Besondere technische Schwierigkeiten brachte der Bau der Großen Fontäne mit sich. Man fragte 1696 sogar Leibniz um Rat, der den Bau eines Pumpwerks am Leinekanal vorschlug. Erst viel später schickte Georg I. britische Experten, welche die englische Wasserkunst installierten, ein leistungsfähiges Pumpwerk. Der Hof war bereits nach London gezogen, als die Fontäne 1720 erstmals Wasser spie, 35 Meter hoch. Man hat ausgerechnet, dass sich die Ausgaben für die Große Fontäne über die Jahre auf 220.000 Reichstaler summierten. Der Bau der Dresdener Frauenkirche kostete 230 000 Reichstaler – Wasser war ein teurer Baustoff.

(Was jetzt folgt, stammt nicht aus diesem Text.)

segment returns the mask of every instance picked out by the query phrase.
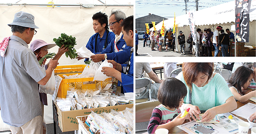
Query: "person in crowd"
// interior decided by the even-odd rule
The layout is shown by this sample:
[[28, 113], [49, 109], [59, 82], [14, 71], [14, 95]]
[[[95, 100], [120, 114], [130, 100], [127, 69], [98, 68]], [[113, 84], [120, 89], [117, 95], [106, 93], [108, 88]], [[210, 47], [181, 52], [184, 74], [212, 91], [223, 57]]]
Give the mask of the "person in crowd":
[[193, 49], [193, 37], [192, 37], [192, 34], [191, 34], [191, 32], [190, 32], [190, 33], [189, 33], [189, 34], [188, 35], [188, 39], [190, 41], [190, 43], [189, 43], [188, 44], [189, 45], [189, 46], [188, 47], [188, 48], [189, 48], [189, 50], [190, 50], [190, 54], [192, 54], [193, 53], [193, 51], [192, 51], [192, 49]]
[[229, 112], [237, 108], [226, 81], [221, 74], [214, 72], [213, 66], [213, 63], [183, 63], [182, 72], [177, 76], [187, 91], [182, 107], [190, 108], [188, 114], [195, 121], [193, 115], [199, 118], [198, 114], [204, 112], [202, 122], [209, 122], [216, 114]]
[[228, 57], [229, 56], [228, 50], [229, 45], [229, 35], [225, 33], [223, 29], [221, 30], [221, 33], [219, 44], [221, 47], [222, 57]]
[[[170, 43], [170, 42], [169, 42]], [[173, 51], [174, 52], [174, 49], [176, 48], [175, 44], [175, 36], [173, 36], [173, 42], [172, 42], [172, 45], [173, 45]]]
[[169, 40], [168, 39], [168, 35], [166, 35], [166, 36], [165, 37], [165, 40], [164, 42], [165, 42], [166, 44], [165, 47], [166, 47], [165, 51], [168, 51], [168, 49], [167, 49], [168, 48], [168, 45], [169, 45]]
[[151, 41], [151, 50], [156, 51], [154, 49], [155, 48], [155, 31], [153, 31], [150, 34], [150, 41]]
[[[173, 31], [171, 29], [169, 31], [169, 32], [167, 33], [167, 35], [168, 35], [168, 40], [169, 41], [169, 44], [171, 45], [171, 43], [173, 41]], [[171, 48], [171, 45], [169, 45], [169, 47]]]
[[219, 32], [222, 29], [222, 28], [219, 26], [217, 27], [216, 30], [214, 31], [212, 37], [212, 44], [215, 48], [215, 52], [214, 53], [214, 57], [217, 57], [219, 54], [219, 47], [220, 46], [219, 44], [219, 37], [220, 35]]
[[242, 66], [238, 67], [229, 80], [229, 89], [235, 99], [244, 103], [251, 97], [255, 96], [256, 91], [246, 90], [253, 78], [253, 70]]
[[164, 37], [162, 36], [162, 34], [159, 34], [158, 45], [159, 46], [159, 52], [162, 52], [162, 44], [164, 42]]
[[181, 125], [186, 119], [191, 121], [189, 114], [179, 118], [181, 112], [179, 108], [184, 102], [187, 92], [184, 83], [177, 78], [169, 77], [164, 80], [157, 96], [161, 104], [153, 110], [148, 126], [148, 134], [154, 134], [159, 128], [169, 129]]
[[250, 121], [251, 121], [251, 122], [253, 122], [253, 121], [254, 120], [254, 122], [253, 122], [256, 123], [255, 122], [255, 118], [256, 118], [256, 112], [252, 113], [251, 115], [250, 115]]
[[179, 31], [179, 35], [178, 36], [178, 42], [181, 46], [181, 54], [185, 54], [185, 35], [183, 34], [182, 31]]
[[[47, 69], [40, 66], [27, 44], [38, 29], [35, 17], [20, 11], [15, 13], [4, 57], [0, 57], [0, 103], [3, 121], [12, 133], [42, 134], [42, 111], [38, 85], [45, 85], [58, 64], [51, 59]], [[10, 99], [10, 98], [14, 98]]]
[[207, 47], [206, 46], [206, 39], [207, 37], [207, 33], [206, 33], [206, 28], [204, 29], [204, 33], [202, 35], [202, 51], [203, 52], [203, 56], [206, 57], [207, 55]]
[[[157, 93], [160, 84], [162, 80], [160, 80], [156, 74], [155, 73], [150, 67], [148, 62], [135, 62], [135, 78], [142, 78], [146, 77], [144, 75], [144, 70], [148, 75], [150, 78], [154, 80], [155, 83], [152, 83], [151, 85], [151, 97], [152, 99], [157, 99]], [[135, 89], [136, 99], [140, 99], [148, 98], [149, 86]]]
[[160, 33], [158, 33], [156, 35], [156, 44], [157, 45], [157, 50], [159, 51], [159, 37], [160, 37]]
[[210, 29], [208, 29], [206, 30], [206, 33], [207, 33], [207, 38], [206, 38], [206, 47], [207, 47], [208, 50], [208, 56], [212, 57], [212, 33]]
[[[55, 44], [47, 43], [46, 42], [41, 39], [36, 39], [31, 43], [29, 48], [34, 52], [35, 55], [37, 56], [37, 58], [40, 57], [40, 58], [41, 58], [48, 54], [48, 49], [55, 45], [56, 45]], [[61, 56], [68, 51], [69, 51], [68, 48], [64, 47], [64, 45], [62, 45], [61, 47], [59, 47], [58, 52], [52, 58], [52, 60], [58, 60]], [[38, 60], [39, 59], [39, 58], [38, 58], [37, 60]], [[45, 66], [46, 70], [47, 70], [48, 66], [48, 64], [46, 64]], [[39, 93], [39, 97], [40, 97], [42, 108], [42, 117], [44, 117], [44, 105], [48, 105], [47, 95], [44, 93]], [[43, 130], [44, 130], [44, 126], [43, 126]], [[46, 130], [46, 128], [45, 130]]]
[[[133, 16], [130, 16], [123, 20], [120, 25], [123, 39], [127, 45], [133, 46]], [[121, 64], [113, 60], [108, 60], [113, 64], [113, 68], [103, 67], [102, 72], [109, 77], [114, 77], [122, 83], [123, 93], [133, 92], [133, 52], [130, 55], [127, 64]], [[122, 57], [124, 57], [123, 56]], [[125, 69], [125, 68], [126, 68]]]
[[148, 44], [147, 44], [147, 40], [148, 39], [148, 35], [147, 33], [147, 32], [145, 31], [143, 35], [143, 47], [145, 47], [146, 46], [148, 46]]
[[255, 76], [256, 76], [256, 68], [255, 68], [255, 62], [253, 62], [252, 64], [251, 65], [248, 65], [248, 67], [252, 69], [253, 70], [253, 78], [252, 80], [251, 81], [251, 84], [248, 86], [247, 89], [251, 90], [255, 90], [256, 89], [256, 79], [255, 79]]
[[229, 35], [229, 39], [233, 39], [233, 41], [235, 40], [235, 35], [234, 35], [234, 33], [233, 32], [231, 32], [229, 31], [229, 29], [226, 29], [226, 32]]
[[105, 13], [97, 12], [92, 18], [93, 28], [96, 33], [90, 37], [86, 48], [92, 53], [100, 53], [114, 38], [114, 33], [108, 31], [108, 15]]
[[121, 10], [112, 10], [109, 17], [108, 27], [115, 35], [115, 37], [101, 52], [95, 53], [95, 55], [91, 56], [93, 62], [98, 62], [106, 58], [114, 60], [119, 64], [123, 64], [129, 60], [131, 47], [126, 45], [123, 38], [123, 33], [121, 33], [122, 27], [120, 27], [125, 18], [125, 14]]
[[135, 55], [136, 56], [139, 55], [137, 53], [138, 51], [138, 45], [139, 45], [139, 35], [137, 33], [137, 30], [135, 29]]
[[[199, 47], [200, 45], [201, 38], [200, 38], [200, 29], [196, 29], [196, 57], [199, 56]], [[202, 37], [202, 36], [201, 36]]]
[[171, 73], [173, 70], [177, 68], [177, 62], [165, 62], [164, 65], [164, 78], [166, 78], [167, 77], [175, 77], [177, 75], [173, 74], [170, 76]]

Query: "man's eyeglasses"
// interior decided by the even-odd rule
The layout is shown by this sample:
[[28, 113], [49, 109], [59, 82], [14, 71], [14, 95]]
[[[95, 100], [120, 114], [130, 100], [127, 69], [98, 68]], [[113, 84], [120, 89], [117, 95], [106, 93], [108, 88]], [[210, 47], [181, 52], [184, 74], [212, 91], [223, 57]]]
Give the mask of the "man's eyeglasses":
[[37, 31], [36, 30], [34, 29], [34, 35], [35, 35]]
[[108, 27], [109, 27], [110, 26], [111, 26], [111, 27], [113, 26], [113, 24], [114, 24], [114, 23], [116, 23], [117, 22], [119, 22], [119, 21], [115, 21], [114, 22], [112, 22], [112, 23], [110, 23], [110, 24], [108, 24]]

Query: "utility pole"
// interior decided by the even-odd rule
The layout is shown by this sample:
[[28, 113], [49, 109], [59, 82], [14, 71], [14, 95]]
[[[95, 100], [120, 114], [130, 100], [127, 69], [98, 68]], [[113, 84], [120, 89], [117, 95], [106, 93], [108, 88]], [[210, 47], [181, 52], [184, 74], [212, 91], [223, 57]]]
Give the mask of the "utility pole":
[[198, 0], [196, 0], [196, 10], [198, 10]]
[[183, 10], [185, 10], [186, 11], [186, 14], [187, 14], [187, 11], [188, 11], [189, 10], [187, 9], [187, 2], [188, 2], [189, 0], [184, 0], [185, 1], [185, 9], [183, 9]]

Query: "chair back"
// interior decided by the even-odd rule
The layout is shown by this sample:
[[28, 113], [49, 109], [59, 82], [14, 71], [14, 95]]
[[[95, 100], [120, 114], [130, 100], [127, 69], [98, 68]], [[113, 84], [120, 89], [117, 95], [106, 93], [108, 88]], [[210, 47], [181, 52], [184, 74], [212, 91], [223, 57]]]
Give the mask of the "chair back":
[[153, 109], [161, 104], [158, 100], [148, 101], [136, 103], [135, 108], [135, 122], [142, 122], [149, 121]]
[[182, 68], [176, 68], [172, 71], [172, 72], [171, 73], [171, 74], [170, 74], [170, 77], [171, 77], [173, 74], [178, 75], [181, 71], [182, 71]]

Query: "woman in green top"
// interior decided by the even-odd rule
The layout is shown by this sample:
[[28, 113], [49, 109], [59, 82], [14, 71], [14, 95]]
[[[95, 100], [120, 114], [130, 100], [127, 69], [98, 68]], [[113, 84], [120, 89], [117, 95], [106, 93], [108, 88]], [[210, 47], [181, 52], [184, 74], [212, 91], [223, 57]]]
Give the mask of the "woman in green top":
[[202, 121], [208, 122], [217, 114], [230, 112], [237, 107], [237, 103], [224, 78], [213, 72], [213, 63], [183, 63], [182, 72], [177, 78], [187, 87], [183, 109], [190, 108], [189, 113], [196, 121], [201, 113]]

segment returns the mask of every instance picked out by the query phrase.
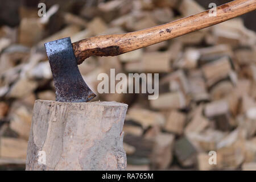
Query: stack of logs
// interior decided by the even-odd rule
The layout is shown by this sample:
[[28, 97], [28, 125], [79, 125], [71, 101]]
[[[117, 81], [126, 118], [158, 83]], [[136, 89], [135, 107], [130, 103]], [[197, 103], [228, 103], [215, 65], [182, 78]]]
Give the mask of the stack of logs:
[[[204, 10], [193, 0], [80, 6], [75, 14], [70, 7], [53, 5], [39, 18], [37, 7], [22, 6], [19, 24], [0, 27], [0, 169], [24, 168], [34, 101], [55, 99], [43, 43], [137, 31]], [[93, 100], [129, 104], [123, 127], [127, 169], [256, 170], [255, 43], [255, 33], [236, 18], [80, 65], [96, 93], [98, 74], [109, 74], [110, 68], [115, 74], [159, 73], [156, 100], [118, 93]], [[210, 151], [216, 152], [216, 165], [209, 163]]]

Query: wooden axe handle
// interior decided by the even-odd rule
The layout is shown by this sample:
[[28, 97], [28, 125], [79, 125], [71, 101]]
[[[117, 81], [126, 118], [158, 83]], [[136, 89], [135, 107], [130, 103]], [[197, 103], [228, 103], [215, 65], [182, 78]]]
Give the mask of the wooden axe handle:
[[209, 10], [154, 27], [126, 34], [89, 38], [72, 43], [80, 64], [92, 55], [117, 56], [226, 21], [256, 9], [256, 0], [235, 0], [217, 7], [216, 16]]

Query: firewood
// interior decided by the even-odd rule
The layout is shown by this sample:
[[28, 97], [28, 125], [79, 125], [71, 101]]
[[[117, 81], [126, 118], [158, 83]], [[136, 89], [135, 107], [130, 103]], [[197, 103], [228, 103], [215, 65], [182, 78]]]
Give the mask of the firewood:
[[87, 28], [92, 32], [93, 35], [98, 35], [105, 31], [108, 26], [101, 18], [96, 17], [88, 23]]
[[41, 100], [55, 100], [55, 93], [51, 90], [45, 90], [38, 93], [38, 98]]
[[147, 15], [144, 16], [142, 19], [135, 22], [134, 23], [133, 28], [134, 31], [138, 31], [157, 26], [157, 24], [152, 20], [151, 16]]
[[154, 140], [160, 132], [160, 126], [155, 125], [147, 129], [143, 134], [143, 136], [146, 139]]
[[[34, 57], [34, 59], [35, 59], [36, 58]], [[26, 75], [31, 79], [51, 79], [52, 78], [48, 61], [38, 63], [34, 68], [29, 69]]]
[[153, 3], [158, 7], [170, 7], [175, 8], [179, 2], [178, 0], [153, 0]]
[[213, 27], [217, 44], [226, 44], [236, 47], [240, 44], [255, 44], [255, 33], [246, 30], [241, 19], [235, 18]]
[[[158, 64], [156, 64], [156, 60], [158, 60]], [[129, 72], [168, 72], [170, 71], [170, 56], [168, 53], [147, 52], [141, 60], [126, 63], [125, 69]]]
[[197, 151], [186, 137], [183, 137], [175, 142], [174, 152], [182, 166], [188, 167], [195, 164]]
[[11, 43], [10, 39], [2, 38], [0, 39], [0, 52], [5, 48], [9, 46]]
[[0, 158], [0, 166], [4, 165], [25, 165], [26, 159], [11, 159], [11, 158]]
[[255, 106], [256, 102], [247, 94], [244, 94], [242, 96], [241, 103], [240, 108], [240, 111], [241, 113], [245, 113], [247, 110]]
[[155, 9], [153, 11], [152, 15], [156, 22], [162, 24], [171, 21], [174, 16], [174, 13], [169, 8]]
[[142, 57], [143, 51], [142, 49], [131, 51], [118, 56], [122, 62], [139, 61]]
[[200, 171], [210, 171], [216, 169], [216, 165], [210, 164], [209, 159], [210, 155], [205, 153], [200, 153], [197, 155], [197, 165]]
[[245, 159], [243, 152], [243, 146], [240, 145], [238, 141], [230, 146], [218, 150], [217, 164], [219, 169], [227, 169], [234, 170], [238, 168]]
[[131, 164], [127, 164], [126, 171], [149, 171], [150, 170], [150, 166], [149, 165], [131, 165]]
[[24, 77], [18, 80], [7, 94], [9, 97], [22, 98], [28, 95], [37, 87], [38, 83]]
[[197, 61], [200, 56], [200, 52], [197, 49], [187, 49], [183, 57], [175, 63], [174, 66], [179, 68], [193, 69], [197, 66]]
[[189, 87], [184, 72], [181, 70], [175, 71], [161, 78], [160, 86], [166, 83], [169, 84], [170, 90], [171, 92], [181, 91], [184, 94], [189, 92]]
[[240, 79], [237, 81], [234, 92], [240, 97], [245, 94], [249, 94], [251, 85], [251, 81], [247, 79]]
[[96, 69], [98, 64], [98, 60], [96, 57], [90, 57], [86, 59], [86, 61], [84, 61], [82, 64], [79, 65], [78, 67], [81, 75], [86, 75]]
[[135, 147], [126, 143], [123, 143], [123, 146], [127, 155], [133, 155], [136, 150]]
[[[126, 115], [127, 118], [127, 115]], [[126, 124], [123, 126], [123, 130], [126, 134], [131, 134], [134, 136], [142, 136], [143, 130], [141, 126]]]
[[164, 129], [167, 131], [181, 135], [183, 133], [185, 119], [184, 114], [174, 110], [171, 110], [167, 119]]
[[207, 92], [206, 84], [201, 71], [191, 72], [188, 80], [189, 90], [193, 100], [196, 102], [199, 102], [210, 99], [210, 96]]
[[202, 71], [208, 86], [211, 86], [216, 82], [227, 77], [232, 69], [227, 57], [205, 64], [202, 67]]
[[69, 13], [64, 13], [63, 18], [67, 24], [76, 24], [84, 27], [88, 25], [88, 22], [84, 19]]
[[201, 57], [199, 63], [201, 65], [224, 56], [233, 57], [233, 53], [229, 45], [220, 44], [199, 49]]
[[31, 47], [43, 37], [43, 30], [37, 18], [23, 18], [19, 26], [19, 43]]
[[10, 127], [16, 132], [20, 137], [28, 140], [31, 125], [32, 112], [29, 108], [20, 105], [21, 104], [18, 104], [13, 105], [13, 108], [11, 108]]
[[160, 133], [155, 138], [155, 145], [152, 154], [152, 169], [167, 169], [172, 161], [172, 148], [174, 136], [172, 134]]
[[[115, 102], [37, 100], [26, 170], [125, 169], [122, 129], [127, 107]], [[104, 136], [106, 134], [108, 136]], [[82, 144], [85, 142], [91, 144]], [[44, 151], [46, 161], [38, 163], [40, 151]]]
[[230, 81], [221, 81], [210, 89], [210, 97], [212, 100], [222, 99], [230, 94], [233, 89], [234, 86]]
[[[154, 140], [147, 139], [142, 136], [127, 134], [123, 138], [123, 142], [134, 146], [136, 148], [134, 153], [129, 156], [129, 158], [127, 158], [128, 164], [133, 163], [141, 165], [142, 163], [148, 163], [149, 158], [153, 151]], [[129, 159], [130, 159], [130, 162]], [[136, 161], [137, 160], [138, 161]]]
[[216, 127], [221, 130], [227, 131], [230, 127], [230, 113], [228, 102], [226, 100], [212, 102], [205, 106], [205, 116], [215, 121]]
[[188, 133], [186, 136], [198, 150], [206, 152], [216, 151], [217, 145], [226, 134], [224, 132], [209, 129], [200, 133]]
[[138, 108], [129, 109], [126, 116], [127, 119], [141, 124], [144, 129], [150, 126], [163, 126], [166, 122], [161, 113]]
[[156, 109], [182, 109], [187, 105], [183, 94], [179, 92], [160, 94], [158, 99], [150, 100], [150, 104]]
[[238, 49], [234, 52], [238, 63], [240, 65], [256, 63], [256, 52], [248, 49]]
[[209, 126], [209, 121], [203, 115], [203, 105], [196, 107], [193, 111], [191, 121], [187, 125], [185, 133], [199, 133]]
[[256, 65], [251, 64], [243, 67], [241, 70], [241, 73], [246, 77], [249, 77], [253, 81], [256, 81]]
[[84, 39], [86, 38], [92, 36], [93, 36], [93, 32], [90, 30], [86, 28], [81, 31], [76, 32], [74, 35], [72, 35], [72, 36], [71, 37], [71, 42], [75, 42], [81, 39]]
[[0, 120], [5, 117], [9, 110], [9, 106], [4, 102], [0, 102]]
[[27, 141], [22, 139], [0, 138], [0, 158], [26, 159]]

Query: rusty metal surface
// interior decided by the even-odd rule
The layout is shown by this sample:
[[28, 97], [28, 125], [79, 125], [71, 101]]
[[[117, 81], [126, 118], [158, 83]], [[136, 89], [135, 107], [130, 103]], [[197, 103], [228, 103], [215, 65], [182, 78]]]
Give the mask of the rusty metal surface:
[[56, 100], [87, 102], [96, 94], [84, 82], [77, 67], [70, 38], [44, 44], [53, 77]]

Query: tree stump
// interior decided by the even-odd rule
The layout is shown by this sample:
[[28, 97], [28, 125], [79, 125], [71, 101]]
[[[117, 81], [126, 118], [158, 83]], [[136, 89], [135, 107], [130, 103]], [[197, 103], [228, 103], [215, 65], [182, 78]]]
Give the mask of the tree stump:
[[125, 170], [127, 105], [36, 100], [26, 170]]

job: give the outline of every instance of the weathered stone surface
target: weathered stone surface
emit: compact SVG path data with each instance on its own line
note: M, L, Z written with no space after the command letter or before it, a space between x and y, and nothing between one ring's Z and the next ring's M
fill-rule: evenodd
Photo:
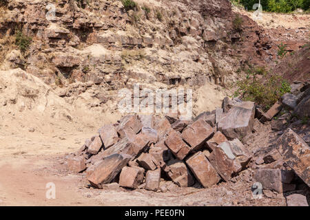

2009 wurde die Große Fontäne restauriert. Der 2500 Mitglieder starke Verein „Freunde der Herrenhäuser Gärten“ um seinen Vorsitzenden Sepp Heckmann hatte 80.000 Euro gesammelt, um die alte Pumpe von 1958 durch eine neue zu ersetzen. Diese erreicht jetzt eine Höhe von 82 Metern – allerdings nur, wenn es absolut windstill ist.